Sıcak bir yaz günü göçmenler lastik botlara biniyorlar...

Ve Meriç sularında açılıyorlar...

Olayı DHA muhabiri de görüntülüyor...

Göçmenler sanki raftinge çıkıyorlar gibi...

Etrafta ne bir jandarma var ne bir polis!

Karşı kıyıda da göçmen botunu sulara itmek için bekleyen Yunan askerleri!

Aynen Ege’de yakaladıkları göçmen botlarını sopalarla itip batıran Yunan sahil koruma askerleri gibi...

Sonunda, 38 Suriyeli göçmen nehrin ortasında oluşan bir adacığa sığınıyorlar...

22 erkek, biri hamile 9 kadın ve 7 çocuk aç ve susuz!

İki taraf da adeta üç maymunları oynuyor...

Yunanlılar, “Türk topraklarında” diyor.

Türkler de Yunan topraklarında!

Olay dünya medyasına yansıyınca, BM devreye giriyor...

Yunan makamları, göçmenleri kurtarmak zorunda kalıyor.


Milyonlarca doları nasıl pay ediyorlar?

Aslında, insanlık adına yıllardır büyük bir utanç yaşanıyor...

Milyonlarca insan ölümü göze alıp ya Akdeniz ve Ege’nin sularına gömülüyorlar.

Ya da bir TIR kasalarına balık istifi gibi bindirilip, nefes alamayarak can veriyorlar...

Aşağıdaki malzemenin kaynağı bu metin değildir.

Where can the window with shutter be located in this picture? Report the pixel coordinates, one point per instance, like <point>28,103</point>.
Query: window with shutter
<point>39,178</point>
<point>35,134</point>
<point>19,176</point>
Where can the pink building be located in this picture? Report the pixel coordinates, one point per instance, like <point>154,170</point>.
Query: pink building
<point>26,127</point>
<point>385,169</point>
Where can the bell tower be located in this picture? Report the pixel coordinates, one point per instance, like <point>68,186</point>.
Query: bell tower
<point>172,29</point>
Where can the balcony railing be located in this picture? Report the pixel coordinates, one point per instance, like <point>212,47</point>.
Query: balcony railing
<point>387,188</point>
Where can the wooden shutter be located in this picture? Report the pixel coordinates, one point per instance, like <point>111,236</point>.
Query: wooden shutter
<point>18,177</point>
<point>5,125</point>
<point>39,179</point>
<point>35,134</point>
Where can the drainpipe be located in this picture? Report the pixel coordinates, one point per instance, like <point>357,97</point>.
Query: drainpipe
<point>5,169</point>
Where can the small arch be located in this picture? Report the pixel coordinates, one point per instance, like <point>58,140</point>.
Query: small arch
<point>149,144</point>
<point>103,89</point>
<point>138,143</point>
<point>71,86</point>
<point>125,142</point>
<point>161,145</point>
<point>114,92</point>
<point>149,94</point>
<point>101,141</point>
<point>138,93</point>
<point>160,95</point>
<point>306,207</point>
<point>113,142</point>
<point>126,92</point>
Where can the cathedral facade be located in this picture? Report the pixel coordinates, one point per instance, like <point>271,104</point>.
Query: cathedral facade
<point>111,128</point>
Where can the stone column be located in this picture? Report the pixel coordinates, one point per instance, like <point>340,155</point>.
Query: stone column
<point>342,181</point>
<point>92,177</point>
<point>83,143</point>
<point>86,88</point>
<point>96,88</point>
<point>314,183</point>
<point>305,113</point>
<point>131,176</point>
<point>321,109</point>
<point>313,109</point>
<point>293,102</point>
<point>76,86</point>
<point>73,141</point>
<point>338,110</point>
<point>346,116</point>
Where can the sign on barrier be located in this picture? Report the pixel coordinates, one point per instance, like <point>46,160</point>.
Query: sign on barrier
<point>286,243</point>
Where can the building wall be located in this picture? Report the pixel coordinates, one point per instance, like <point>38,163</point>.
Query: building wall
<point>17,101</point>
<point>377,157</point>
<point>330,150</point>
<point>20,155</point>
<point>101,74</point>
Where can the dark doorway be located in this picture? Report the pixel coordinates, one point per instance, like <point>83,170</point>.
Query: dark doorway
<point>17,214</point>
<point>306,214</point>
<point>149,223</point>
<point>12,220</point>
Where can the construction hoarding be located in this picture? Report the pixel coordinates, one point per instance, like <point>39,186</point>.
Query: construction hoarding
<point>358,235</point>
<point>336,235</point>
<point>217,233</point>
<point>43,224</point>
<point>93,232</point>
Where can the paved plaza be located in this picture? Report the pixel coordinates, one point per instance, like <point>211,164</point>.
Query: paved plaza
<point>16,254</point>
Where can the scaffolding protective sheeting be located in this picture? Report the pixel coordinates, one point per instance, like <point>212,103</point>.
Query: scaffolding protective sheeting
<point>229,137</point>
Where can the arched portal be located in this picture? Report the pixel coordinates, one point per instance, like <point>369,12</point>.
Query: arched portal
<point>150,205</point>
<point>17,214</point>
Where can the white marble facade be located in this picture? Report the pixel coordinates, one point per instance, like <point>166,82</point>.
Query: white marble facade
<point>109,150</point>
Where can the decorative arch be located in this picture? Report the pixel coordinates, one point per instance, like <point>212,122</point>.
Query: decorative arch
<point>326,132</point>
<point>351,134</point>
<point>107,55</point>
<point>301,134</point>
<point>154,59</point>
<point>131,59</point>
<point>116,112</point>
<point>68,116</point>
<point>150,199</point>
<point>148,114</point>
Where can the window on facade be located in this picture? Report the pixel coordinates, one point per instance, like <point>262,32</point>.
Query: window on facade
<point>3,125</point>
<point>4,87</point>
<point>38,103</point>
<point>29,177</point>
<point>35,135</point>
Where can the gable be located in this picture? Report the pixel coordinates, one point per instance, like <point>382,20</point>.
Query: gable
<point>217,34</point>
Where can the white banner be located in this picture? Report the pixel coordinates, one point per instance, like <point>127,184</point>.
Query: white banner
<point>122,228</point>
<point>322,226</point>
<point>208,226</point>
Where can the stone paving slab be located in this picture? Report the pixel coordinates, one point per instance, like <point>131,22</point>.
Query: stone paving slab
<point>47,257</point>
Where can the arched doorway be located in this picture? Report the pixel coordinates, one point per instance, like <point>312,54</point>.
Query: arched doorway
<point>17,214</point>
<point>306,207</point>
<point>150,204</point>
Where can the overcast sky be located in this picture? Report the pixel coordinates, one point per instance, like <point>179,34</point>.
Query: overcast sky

Ancak yine de akın akın ülkelerinden kaçıyorlar.

Atina’da gazetecilik yaptığım yıllardan beri göçmenlerin dramını izlerim.

Ne yazık ki 1990’lardan itibaren insan kaçaklığının merkezlerinden biri İstanbul oldu.

Tabii ki merkez sadece İstanbul olamaz.

Ancak önemli bir merkez olduğuna da hiç kuşku yok!

Aslında ticareti uluslararası şebekeler yürütüyor.

2000’lerin başında insan tacirleri göçmen başına 4-5 bin dolar alıyordu.

Organizatörler, güvenli evler, lastik botlar, balıkçı tekneleri, TIR’lar, otobüsler, gözcüler ve sınırdaki görevliler…

O zaman şebeke elemanları arasında Türk-Yunan-Bulgar görevlilerinin de olduğu saptandı...

Tabii İran, Irak ve Suriye sınırında yaşananları da unutmayalım...

Kısacası paylaşılan milyonlarca dolardan söz ediyoruz...

İnsan ticaretinden, küçük ya da büyük paylar alan binlerce insan var...

30 yıldır Irak, Libya, Suriye ve Afganistan başta olmak üzere savaşa sürüklenen ülkelerden kaçan milyonlar milyonlar!

21. yüzyılın en büyük insanlık dramı savaşlar bitmeden önlenebilir mi?